The experiment shows China is making significant progress toward tokamak-based fusion energy production.
The experiment was conducted by the EAST team at the Hefei Institutes of Physical Science of the Chinese Academy of Sciences (CASHIPS) in collaboration with domestic and international colleagues.
The plasma current density profile was optimized through the effective integration and synergy of four kinds of heating power: lower hybrid wave heating, electron cyclotron wave heating, ion cyclotron resonance heating and neutral beam ion heating.
Power injection exceeded 10 MW, and plasma stored energy boosted to 300 kJ after scientists optimized the coupling of different heating techniques. The experiment utilized advanced plasma control and theory/simulation prediction.
The scientists carried out experiments on plasma equilibrium and instability, confinement and transport, plasma-wall interaction and energetic particle physics to demonstrate long-time scale, steady-state H-mode operation with good control of impurity, core/edge MHD stability, and heat exhaust using an ITER-like tungsten divertor.
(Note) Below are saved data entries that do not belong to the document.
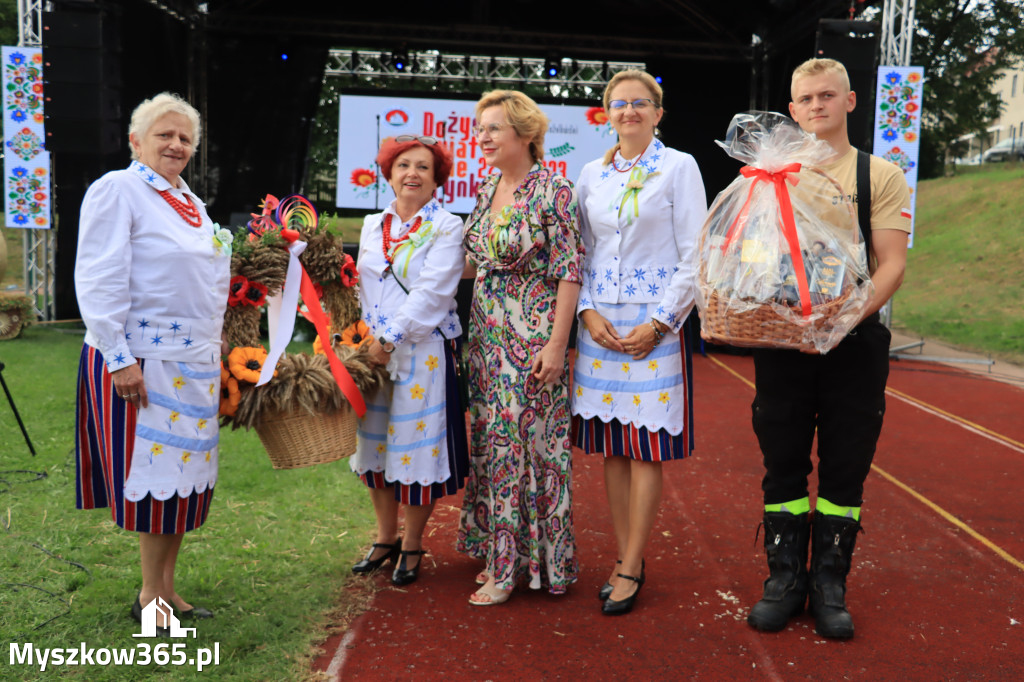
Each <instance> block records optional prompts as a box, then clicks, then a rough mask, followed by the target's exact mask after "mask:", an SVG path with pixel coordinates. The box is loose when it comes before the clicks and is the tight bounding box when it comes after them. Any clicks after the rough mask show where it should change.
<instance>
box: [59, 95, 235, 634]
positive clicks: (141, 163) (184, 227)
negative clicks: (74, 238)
mask: <svg viewBox="0 0 1024 682" xmlns="http://www.w3.org/2000/svg"><path fill="white" fill-rule="evenodd" d="M200 133H201V129H200V117H199V113H198V112H197V111H196V110H195V109H194V108H193V106H190V105H189V104H188V103H187V102H185V101H184V100H182V99H181V98H180V97H178V96H176V95H172V94H168V93H162V94H159V95H157V96H155V97H154V98H152V99H147V100H145V101H143V102H142V103H140V104H139V105H138V108H137V109H136V110H135V111H134V113H133V114H132V117H131V124H130V128H129V135H128V139H129V141H130V142H131V152H132V159H133V161H132V162H131V164H130V165H129V166H128V168H126V169H124V170H119V171H113V172H111V173H108V174H106V175H104V176H102V177H101V178H99V179H98V180H96V181H95V182H94V183H93V184H92V186H90V187H89V190H88V191H87V193H86V195H85V200H84V201H83V203H82V212H81V223H80V225H79V241H78V253H77V260H76V263H75V288H76V293H77V295H78V305H79V309H80V310H81V312H82V318H83V319H84V321H85V326H86V330H87V331H86V335H85V344H84V346H83V348H82V359H81V365H80V369H79V381H78V407H77V430H76V434H75V435H76V438H75V443H76V451H77V464H78V467H77V477H76V482H77V506H78V508H79V509H93V508H98V507H108V506H109V507H111V508H112V514H113V516H114V521H115V522H116V523H117V524H118V525H119V526H121V527H122V528H125V529H126V530H134V531H136V532H138V534H139V545H140V549H141V568H142V588H141V591H140V592H139V594H138V596H137V597H136V599H135V602H134V604H133V605H132V608H131V613H132V615H133V616H134V617H135V619H136V620H140V619H141V610H142V609H141V606H142V604H147V603H150V602H151V601H153V600H154V599H157V598H160V599H162V600H163V601H164V602H165V603H166V604H167V605H169V606H171V607H173V608H174V610H175V611H176V612H177V614H178V616H180V617H210V616H212V615H213V614H212V613H211V612H210V611H209V610H207V609H205V608H202V607H198V606H197V607H194V606H193V605H191V604H190V603H189V602H188V601H186V600H185V599H184V598H183V597H181V596H180V595H179V594H178V593H177V591H176V589H175V583H174V578H175V576H174V573H175V566H176V563H177V557H178V550H179V549H180V547H181V541H182V538H183V534H185V532H187V531H189V530H193V529H195V528H198V527H199V526H201V525H202V524H203V523H204V522H205V521H206V518H207V513H208V512H209V509H210V501H211V499H212V498H213V488H214V485H215V484H216V482H217V450H218V430H217V408H218V404H217V401H218V399H219V384H220V355H221V327H222V325H223V321H224V308H225V307H226V304H227V293H228V292H227V290H228V280H229V276H230V274H229V261H230V247H231V235H230V232H228V231H227V230H223V229H222V230H217V231H215V225H214V224H213V223H212V222H211V221H210V218H209V216H208V215H207V213H206V209H205V207H204V204H203V202H202V201H201V200H200V199H199V197H197V196H196V195H195V194H194V193H193V191H191V190H190V189H189V188H188V185H187V184H185V182H184V180H182V179H181V175H180V174H181V172H182V171H183V170H184V168H185V166H186V165H187V164H188V160H189V159H190V158H191V155H193V152H194V151H195V148H196V146H197V145H198V144H199V140H200ZM157 626H158V633H159V634H161V635H165V636H166V635H168V634H169V633H168V631H167V626H168V622H167V615H166V611H164V610H163V609H158V623H157Z"/></svg>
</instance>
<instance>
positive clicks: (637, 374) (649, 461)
mask: <svg viewBox="0 0 1024 682" xmlns="http://www.w3.org/2000/svg"><path fill="white" fill-rule="evenodd" d="M604 109H605V112H606V113H607V115H608V119H609V121H610V123H611V126H612V128H614V130H615V132H616V133H618V143H617V144H615V146H614V147H612V148H611V150H609V151H608V153H607V154H606V155H605V157H604V158H603V159H599V160H596V161H593V162H591V163H589V164H587V166H585V167H584V169H583V172H582V173H581V174H580V181H579V183H578V184H577V190H578V191H579V193H580V208H581V214H582V218H583V238H584V244H585V246H586V250H587V263H586V266H585V273H584V284H583V292H582V293H581V295H580V305H579V316H580V321H581V323H582V325H581V327H582V330H581V334H580V339H579V344H578V355H577V360H575V369H574V373H573V380H574V382H575V384H577V385H575V388H574V390H573V392H572V415H573V421H572V430H573V434H574V439H575V444H577V445H578V446H580V447H582V449H583V451H584V452H585V453H603V454H604V481H605V488H606V492H607V497H608V505H609V507H610V511H611V521H612V526H613V529H614V534H615V544H616V550H617V559H616V561H615V565H614V567H612V569H611V573H610V576H609V580H608V581H607V583H605V584H604V586H603V587H602V588H601V589H600V590H599V592H598V596H599V597H600V598H601V600H602V601H603V605H602V612H604V613H606V614H609V615H615V614H621V613H627V612H629V611H630V610H631V609H632V608H633V604H634V602H635V601H636V597H637V594H638V593H639V592H640V588H641V587H642V586H643V584H644V581H645V580H646V574H645V570H644V567H645V565H644V559H643V556H644V549H645V548H646V546H647V540H648V538H649V536H650V530H651V527H652V526H653V524H654V519H655V518H656V516H657V508H658V505H659V502H660V495H662V462H665V461H667V460H673V459H681V458H685V457H687V456H688V455H689V454H690V449H691V447H692V444H693V431H692V414H693V413H692V404H691V396H692V381H691V377H690V347H689V342H690V337H689V334H688V333H687V329H686V326H684V321H685V319H686V317H687V315H688V313H689V311H690V309H691V308H692V307H693V303H694V298H693V296H694V290H693V287H694V271H693V257H694V252H695V250H696V247H697V237H698V232H699V228H700V225H701V223H702V222H703V218H705V214H706V212H707V203H706V197H705V189H703V183H702V181H701V179H700V172H699V170H698V169H697V165H696V163H695V162H694V161H693V158H692V157H690V156H689V155H688V154H683V153H682V152H677V151H676V150H672V148H669V147H667V146H665V144H663V143H662V142H660V140H658V139H656V138H655V137H654V134H655V130H656V128H657V124H658V122H659V121H660V120H662V115H663V109H662V87H660V86H659V85H658V84H657V83H656V82H655V81H654V79H653V78H651V77H650V76H649V75H648V74H646V73H644V72H641V71H624V72H620V73H617V74H615V75H614V76H613V77H612V78H611V80H610V81H609V83H608V85H607V87H606V88H605V90H604Z"/></svg>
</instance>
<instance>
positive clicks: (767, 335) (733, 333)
mask: <svg viewBox="0 0 1024 682" xmlns="http://www.w3.org/2000/svg"><path fill="white" fill-rule="evenodd" d="M852 291H853V287H848V288H847V289H846V291H845V292H844V293H843V294H841V295H840V296H838V297H837V298H834V299H833V300H830V301H827V302H825V303H822V304H820V305H815V306H812V307H811V311H812V314H813V316H814V319H813V322H811V323H808V324H809V326H810V327H812V328H814V329H815V331H816V333H821V334H824V335H826V336H827V334H828V331H829V330H830V329H831V327H833V317H834V315H835V314H836V313H838V312H839V311H840V310H841V309H842V308H843V305H844V304H845V303H846V300H847V299H848V298H849V297H850V293H851V292H852ZM734 305H735V304H734V302H733V300H732V299H730V298H726V297H724V296H719V295H718V293H717V292H711V295H710V296H709V297H708V307H707V308H706V309H705V311H703V319H702V325H701V329H702V331H703V332H705V333H707V334H708V336H709V337H710V338H711V341H712V342H717V343H725V344H729V345H733V346H748V347H758V348H765V347H768V348H796V349H798V350H815V346H814V344H813V343H812V342H810V341H805V342H804V343H796V342H794V340H793V339H794V336H795V332H797V331H798V326H797V325H796V324H794V323H793V322H791V321H790V319H786V318H785V317H783V316H782V315H780V314H779V313H778V312H777V311H776V309H775V308H774V307H772V306H771V305H769V304H761V305H758V306H757V307H754V308H751V309H750V310H745V311H742V312H737V311H736V310H734V309H730V307H732V306H734ZM792 310H793V314H794V315H798V316H799V315H800V308H799V307H795V308H792ZM801 329H802V328H801ZM805 338H806V337H805Z"/></svg>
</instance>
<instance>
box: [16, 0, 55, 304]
mask: <svg viewBox="0 0 1024 682" xmlns="http://www.w3.org/2000/svg"><path fill="white" fill-rule="evenodd" d="M43 4H44V2H43V0H17V19H18V22H17V37H18V40H17V44H18V45H22V46H25V47H37V46H39V45H42V44H43V37H42V30H43ZM51 206H52V202H51ZM50 210H51V211H52V208H51V209H50ZM50 217H51V218H52V215H51V216H50ZM50 224H51V225H52V226H51V227H50V228H49V229H32V228H26V229H24V232H25V258H24V261H23V262H24V264H25V270H24V272H25V294H26V296H28V297H29V298H31V299H32V302H33V304H34V305H35V308H36V316H37V317H41V318H42V319H53V317H54V314H53V292H54V284H55V282H56V278H55V276H54V273H55V271H56V253H57V248H56V244H57V225H56V222H55V221H53V220H51V221H50Z"/></svg>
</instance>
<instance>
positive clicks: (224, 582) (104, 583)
mask: <svg viewBox="0 0 1024 682" xmlns="http://www.w3.org/2000/svg"><path fill="white" fill-rule="evenodd" d="M81 342H82V333H81V331H77V330H74V331H72V330H67V331H61V330H58V329H54V328H52V327H44V326H36V327H31V328H29V329H28V330H26V331H25V332H24V333H23V335H22V336H20V337H19V338H18V339H15V340H11V341H3V342H0V361H2V363H4V365H5V366H6V367H5V369H4V371H3V377H4V379H5V381H6V383H7V386H8V387H9V389H10V391H11V393H12V396H13V398H14V401H15V403H16V406H17V409H18V411H19V413H20V414H22V418H23V419H24V420H25V423H26V427H27V429H28V431H29V435H30V436H31V438H32V441H33V443H34V444H35V447H36V451H37V453H38V455H37V456H36V457H32V456H31V455H30V454H29V452H28V447H27V445H26V444H25V441H24V439H23V437H22V433H20V431H19V429H18V427H17V424H16V423H15V420H14V417H13V414H12V413H11V410H10V407H9V406H8V404H7V400H6V398H5V397H4V396H0V443H3V445H2V449H0V457H2V460H0V633H3V637H2V639H3V640H5V641H4V642H3V643H4V646H5V650H4V651H3V655H2V656H0V679H2V680H34V679H55V678H68V679H82V680H90V681H91V680H129V679H139V678H143V679H144V678H147V677H150V676H156V675H161V677H162V679H168V680H188V679H217V680H247V681H248V680H295V679H303V678H305V677H307V676H308V671H309V667H310V662H311V658H312V657H313V656H314V655H315V654H316V653H317V644H318V643H321V642H322V641H323V639H324V637H325V634H326V632H327V631H328V629H329V628H337V627H338V626H339V624H344V623H345V622H346V620H347V619H348V617H350V616H351V615H352V614H354V613H355V612H357V611H358V610H359V609H360V608H361V605H362V604H364V603H365V602H366V594H367V593H366V592H365V590H366V589H367V588H365V587H361V586H360V584H359V583H352V582H350V572H349V566H350V565H351V564H352V563H353V562H354V561H355V560H357V558H358V556H359V554H360V550H361V548H362V547H365V546H366V545H367V544H368V543H369V542H370V528H371V527H372V526H373V511H372V508H371V506H370V503H369V499H368V496H367V495H366V493H365V492H364V489H362V486H361V483H359V482H358V479H357V478H356V477H355V476H354V475H353V474H352V473H351V472H350V471H349V470H348V464H347V462H345V461H341V462H335V463H331V464H324V465H319V466H316V467H310V468H305V469H297V470H291V471H274V470H272V469H271V468H270V464H269V460H268V459H267V457H266V454H265V453H264V452H263V449H262V446H261V444H260V442H259V439H258V437H257V436H256V434H255V433H250V432H245V431H229V430H224V431H222V432H221V450H220V473H219V479H218V482H217V488H216V496H215V497H214V500H213V503H212V507H211V512H210V517H209V519H208V521H207V523H206V525H204V526H203V527H202V528H200V529H199V530H197V531H194V532H189V534H187V535H186V537H185V541H184V545H183V547H182V550H181V555H180V557H179V560H178V572H177V588H178V591H179V592H180V593H181V594H182V595H184V596H185V597H186V598H187V599H189V600H191V601H193V602H194V603H198V604H201V605H205V606H208V607H210V608H212V609H213V610H214V611H215V612H216V617H215V619H214V620H213V621H208V622H203V623H201V624H200V625H199V633H198V637H197V638H196V639H188V640H165V641H171V642H181V641H185V642H186V653H187V654H189V655H195V654H196V651H197V649H198V648H199V647H212V646H213V645H214V643H215V642H216V643H219V646H220V653H221V663H220V666H219V667H218V668H216V669H207V670H206V671H205V672H204V673H202V674H197V673H196V672H195V671H193V670H189V669H187V667H181V668H178V667H174V666H163V667H161V666H156V665H151V666H148V667H146V668H138V667H135V668H132V667H120V668H118V667H114V666H110V667H100V666H93V667H88V666H86V667H57V668H56V669H52V670H47V671H46V672H45V673H39V672H38V669H33V668H30V667H25V666H16V667H11V666H10V665H9V652H8V650H7V647H9V645H10V642H19V643H25V642H32V643H33V644H35V646H36V647H72V646H74V647H77V646H79V643H80V642H85V644H86V645H87V646H90V647H95V648H100V647H109V648H117V647H133V646H135V644H136V643H138V642H140V641H148V642H152V643H153V644H156V643H157V640H137V639H135V638H133V637H132V634H133V633H136V632H138V626H137V624H135V622H134V621H132V620H131V619H130V617H129V614H128V610H129V606H130V604H131V602H132V600H133V599H134V597H135V594H136V592H137V590H138V588H139V586H140V577H139V568H138V541H137V538H136V535H135V534H133V532H127V531H124V530H121V529H120V528H118V527H117V526H115V525H114V523H113V522H112V521H111V517H110V510H106V509H103V510H93V511H79V510H76V509H75V487H74V483H75V463H74V419H75V384H76V376H77V366H78V356H79V352H80V350H81ZM37 472H38V473H43V474H45V477H42V478H39V477H38V473H37ZM185 625H187V626H190V625H193V624H191V623H188V622H186V624H185Z"/></svg>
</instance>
With ITER-like operating conditions such as radio frequency wave-dominant heating, lower torque, and a water-cooling tungsten divertor, EAST achieved a fully non-inductive steady-state scenario with extension of fusion performance at high density, high temperature and high confinement.
Meanwhile, to resolve the particle and power exhaust, which is crucial for high-performance steady-state operations, the EAST team employed many techniques to control the edge-localized modes and tungsten impurity with metal walls, along with active feedback control of the divertor heat load.
Operating scenarios including the steady-state high-performance H-mode and electron temperatures over 100 million degrees on EAST have made unique contributions towards ITER, the Chinese Fusion Engineering Test Reactor (CFETR) and DEMO.
These results provide key data for validation of heat exhaust, transport and current drive models. They also increase confidence in fusion performance predictions for CFETR.
At present, the CFETR physics design focuses on optimization of a third-evolution machine with large radium at 7 m, minor radium at 2 m, a toroildal magnet field of 6.5-7 Tesla and a plasma current of 13 MA.
In support of the engineering development of CFETR and the future DEMO, a new National Mega Science Project—the Comprehensive Research Facility—will be launched at the end of this year.
This new project will advance the development of tritium blanket test modules, superconducting technology, reactor-relevant heating and current drive actuators and sources, and divertor materials.
EAST is the first fully superconducting tokamak with a non-circular cross section in the world. It was designed and constructed by China with a focus on key science issues related to the application of fusion power. Since it began operating in 2006, EAST has become a fully open test facility where the world fusion community can conduct steady-state operations and ITER-related physics research.